Drosophila construct design and transformation of Clk transgene was performed as described by Mahesh et al. (51). Details are provided in SI Appendix↗.

Luciferase reporter assay was performed as described by Darlington et al. (36). Details are provided in SI Appendix↗.

ChIP and quantitative PCR were performed as described by Kwok et al. (75). Details are provided in SI Appendix↗.

Methods for coIP and western blotting and information about antibodies were as described by Lam et al. (50). Additional details are provided in SI Appendix↗.

Phos-Tag SDS-PAGE was performed as described by Lam et al. (50). Details are provided in SI Appendix↗.

Expression of CLK in Drosophila S2 cells, purification of CLK proteins, and subsequent mass spectrometry analysis were as described by Chiu et al. (54). Additional details are included in SI Appendix↗.

CLK(S13) phosphospecific antibodies was generated as described by Chiu et al. (54). Details are included in SI Appendix↗.

Fly activity monitoring was performed as described by Hidalgo et al. (69). Details are included in SI Appendix↗.

Immunofluorescence was performed as described by Cai et al. (75). Details are provided in SI Appendix↗.

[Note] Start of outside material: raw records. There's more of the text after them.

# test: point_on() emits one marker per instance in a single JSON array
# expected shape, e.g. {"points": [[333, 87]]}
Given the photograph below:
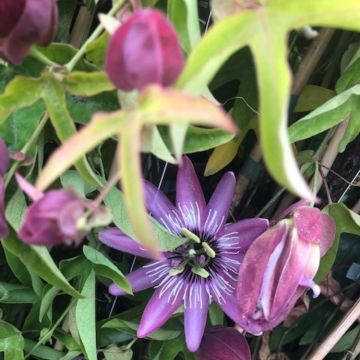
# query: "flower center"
{"points": [[195, 255]]}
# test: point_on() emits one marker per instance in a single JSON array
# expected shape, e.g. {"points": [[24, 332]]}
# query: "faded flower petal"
{"points": [[144, 50], [218, 207], [224, 343], [116, 239]]}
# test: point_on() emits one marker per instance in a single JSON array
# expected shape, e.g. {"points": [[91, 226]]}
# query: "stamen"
{"points": [[208, 250], [187, 233]]}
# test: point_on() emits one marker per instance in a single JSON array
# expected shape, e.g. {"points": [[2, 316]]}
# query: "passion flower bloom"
{"points": [[144, 50], [204, 268], [24, 23], [4, 163], [280, 266], [223, 343], [57, 217]]}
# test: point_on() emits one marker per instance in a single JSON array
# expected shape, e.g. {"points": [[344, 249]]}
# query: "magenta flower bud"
{"points": [[280, 265], [24, 23], [144, 50], [223, 343], [4, 163]]}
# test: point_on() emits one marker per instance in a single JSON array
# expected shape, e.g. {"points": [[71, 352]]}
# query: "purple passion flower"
{"points": [[204, 268], [4, 163], [280, 265], [24, 23], [223, 343], [54, 218], [144, 50]]}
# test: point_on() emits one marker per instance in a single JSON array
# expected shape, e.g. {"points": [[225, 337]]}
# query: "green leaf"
{"points": [[54, 98], [16, 294], [20, 125], [311, 97], [131, 178], [38, 260], [87, 83], [11, 342], [10, 101], [265, 30], [326, 116], [15, 209], [116, 353], [99, 129], [346, 222], [85, 317], [104, 267], [42, 351], [184, 15], [72, 179]]}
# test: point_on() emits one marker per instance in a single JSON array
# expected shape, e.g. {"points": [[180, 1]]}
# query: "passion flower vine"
{"points": [[201, 270]]}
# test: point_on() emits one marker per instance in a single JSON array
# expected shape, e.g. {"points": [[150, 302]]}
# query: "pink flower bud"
{"points": [[144, 50], [280, 265], [24, 23], [58, 216], [223, 343]]}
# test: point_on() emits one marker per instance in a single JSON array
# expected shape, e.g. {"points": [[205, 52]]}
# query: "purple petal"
{"points": [[189, 195], [116, 239], [195, 315], [139, 279], [4, 158], [224, 343], [161, 208], [315, 227], [164, 302], [219, 204], [252, 269], [246, 230]]}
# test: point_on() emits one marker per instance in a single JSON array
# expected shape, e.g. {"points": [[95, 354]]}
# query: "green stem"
{"points": [[72, 63], [38, 55], [33, 139], [51, 331]]}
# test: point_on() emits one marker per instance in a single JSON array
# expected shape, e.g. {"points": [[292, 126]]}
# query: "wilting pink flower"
{"points": [[4, 163], [24, 23], [56, 217], [201, 270], [280, 265], [144, 50], [223, 343]]}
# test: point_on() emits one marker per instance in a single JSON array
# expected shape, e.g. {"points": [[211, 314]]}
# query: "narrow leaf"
{"points": [[99, 129], [104, 267], [85, 317], [54, 98]]}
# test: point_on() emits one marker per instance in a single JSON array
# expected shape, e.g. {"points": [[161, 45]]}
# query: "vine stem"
{"points": [[72, 63], [336, 334], [31, 142]]}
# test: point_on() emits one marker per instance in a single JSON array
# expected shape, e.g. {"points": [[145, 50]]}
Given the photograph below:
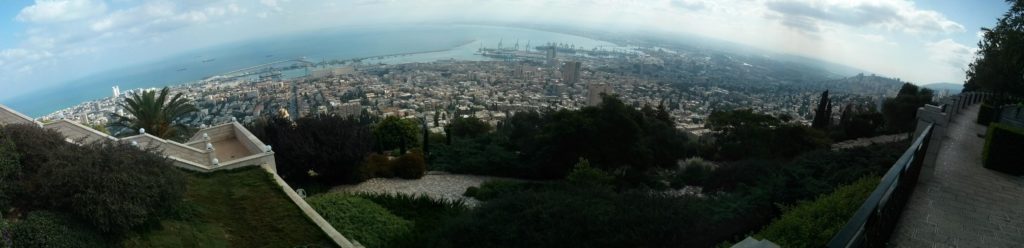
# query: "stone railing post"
{"points": [[212, 153], [931, 115]]}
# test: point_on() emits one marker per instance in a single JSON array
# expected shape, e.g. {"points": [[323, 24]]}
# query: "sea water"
{"points": [[416, 43]]}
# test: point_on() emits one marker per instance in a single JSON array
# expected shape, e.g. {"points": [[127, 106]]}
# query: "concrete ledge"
{"points": [[338, 239]]}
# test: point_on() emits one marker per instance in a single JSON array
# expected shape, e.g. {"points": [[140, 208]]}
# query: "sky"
{"points": [[47, 43]]}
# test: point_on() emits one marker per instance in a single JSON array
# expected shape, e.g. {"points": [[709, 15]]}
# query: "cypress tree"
{"points": [[822, 116]]}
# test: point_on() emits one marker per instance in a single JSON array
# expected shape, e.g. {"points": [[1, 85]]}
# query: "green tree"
{"points": [[394, 132], [900, 113], [999, 65], [10, 170], [157, 114], [822, 116]]}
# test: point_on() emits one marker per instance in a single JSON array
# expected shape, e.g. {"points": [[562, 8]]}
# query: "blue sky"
{"points": [[47, 43]]}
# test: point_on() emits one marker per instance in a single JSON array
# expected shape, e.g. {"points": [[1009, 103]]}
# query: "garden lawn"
{"points": [[237, 208]]}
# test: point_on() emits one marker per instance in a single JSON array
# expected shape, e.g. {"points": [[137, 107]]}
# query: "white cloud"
{"points": [[60, 10], [859, 33], [891, 14], [950, 53]]}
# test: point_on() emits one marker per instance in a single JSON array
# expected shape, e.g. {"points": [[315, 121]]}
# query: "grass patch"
{"points": [[237, 208]]}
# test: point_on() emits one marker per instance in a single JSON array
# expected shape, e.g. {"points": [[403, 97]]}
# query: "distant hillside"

Cycloheximide chase assay was performed in Drosophila S2 cells as described by Lam et al. (50). Details are provided in SI Appendix↗.

Biolayer interferometry to assay CLK-DNA binding was performed as described by Abdiche et al. (73). Additional details are included in SI Appendix↗.

Statistical analyses were performed as described by Cai et al. (75). Details are included in SI Appendix↗.